We are facing issue while converting a pdf having arabic text to word format. It is converting the doc and format is also maintained but some text is breaking and some is overlapping.
Can you please help with the same?
We are using aspose pdf for java.
Can you please share your sample PDF document for our reference so that we can test the scenario in our environment and address it accordingly?
@asad.ali Thanks for the quick response.
Attached is the pdf file that we are converting and for word file screenshots areScreenshot (86).png (37.8 KB)
Screenshot (87).png (64.3 KB)
attached since I am not able to upload doc file in here.135a.pdf (847.1 KB)
Would you please try and open the attached DOCX file generated in our environment using Aspose.PDF for .NET 22.3 and the below code snippet:
Document pdfDocument = new Document(dataDir + @"135a.pdf"); DocSaveOptions saveOptions = new DocSaveOptions(); saveOptions.Format = DocSaveOptions.DocFormat.DocX; saveOptions.Mode = DocSaveOptions.RecognitionMode.Flow; pdfDocument.Save(dataDir + @"output_flow.docx", saveOptions);
output_flow.docx (244.2 KB)
Please share the screenshots of any anomalies if you notice in the shared file.
@asad.ali looks better than the previous one but still lot of distortion is there.
Also the English dates have exchanged their places in a sentence but when I produced doc file using your code (corresponding java code actually), date issue is resolved but distortion is still there.
Please let know if we could connect over phone call in order to resolve it quickly.
Screenshot (89).png (16.6 KB)
We have logged an issue as PDFJAVA-41511 in our issue tracking system for further investigation.
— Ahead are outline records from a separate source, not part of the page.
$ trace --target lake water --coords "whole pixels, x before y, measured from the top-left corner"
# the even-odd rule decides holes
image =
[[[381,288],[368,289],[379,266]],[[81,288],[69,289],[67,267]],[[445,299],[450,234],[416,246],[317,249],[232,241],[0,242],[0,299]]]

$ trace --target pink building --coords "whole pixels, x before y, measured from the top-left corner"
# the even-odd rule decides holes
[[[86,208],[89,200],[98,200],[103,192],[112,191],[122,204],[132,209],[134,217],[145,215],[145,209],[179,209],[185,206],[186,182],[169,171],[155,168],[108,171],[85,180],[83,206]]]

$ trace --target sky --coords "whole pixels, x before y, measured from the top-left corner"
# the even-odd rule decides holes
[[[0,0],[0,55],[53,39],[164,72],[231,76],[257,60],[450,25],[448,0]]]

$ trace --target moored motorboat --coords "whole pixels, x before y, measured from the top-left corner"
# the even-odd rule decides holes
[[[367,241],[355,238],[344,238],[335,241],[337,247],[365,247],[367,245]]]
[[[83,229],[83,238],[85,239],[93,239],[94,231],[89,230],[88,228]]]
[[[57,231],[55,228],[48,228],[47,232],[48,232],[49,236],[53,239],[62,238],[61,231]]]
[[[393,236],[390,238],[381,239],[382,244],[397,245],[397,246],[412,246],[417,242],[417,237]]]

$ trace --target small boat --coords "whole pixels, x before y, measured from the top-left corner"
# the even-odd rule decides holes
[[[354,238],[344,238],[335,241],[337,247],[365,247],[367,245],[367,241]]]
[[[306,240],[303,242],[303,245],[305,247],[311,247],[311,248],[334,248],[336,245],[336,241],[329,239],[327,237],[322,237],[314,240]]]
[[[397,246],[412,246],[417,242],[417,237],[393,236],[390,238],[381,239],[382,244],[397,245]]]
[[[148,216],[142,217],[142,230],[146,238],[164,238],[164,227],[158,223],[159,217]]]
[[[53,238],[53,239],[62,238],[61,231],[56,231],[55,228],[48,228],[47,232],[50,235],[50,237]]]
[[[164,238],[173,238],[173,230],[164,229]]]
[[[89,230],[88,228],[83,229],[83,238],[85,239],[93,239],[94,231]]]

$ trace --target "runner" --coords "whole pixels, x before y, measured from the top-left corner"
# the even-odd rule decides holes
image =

We will look into its details and let you know as soon as the issue is fixed.
Please note that the issues are resolved on first come first serve basis in free support model unlike the paid support where issues have high priority and are resolved on urgent basis. You can please create a post in paid support forum if you have subscription in order to expedite the resolution process. Furthermore, we encourage providing support via our dedicated forums and you can freely share your concerns here.
We apologize for the inconvenience.
@asad.ali any update on the above issue? Also other than this there is one more issue. The converted word file has textboxes around the texts. So when more text is added later, it keeps that in same box and once box size is exceeded, it overflows and we lose the text.
So please let know if there is a workaround so that we dont get those boxes around text.
In order to prevent the text box layout, please use the RecognitionMode.Flow or EnhancedFlow during conversion as shown in the above-shared code snippet. In case you still notice any issues, please share the respective files for our reference so that we can test the scenario in our environment and address it accordingly.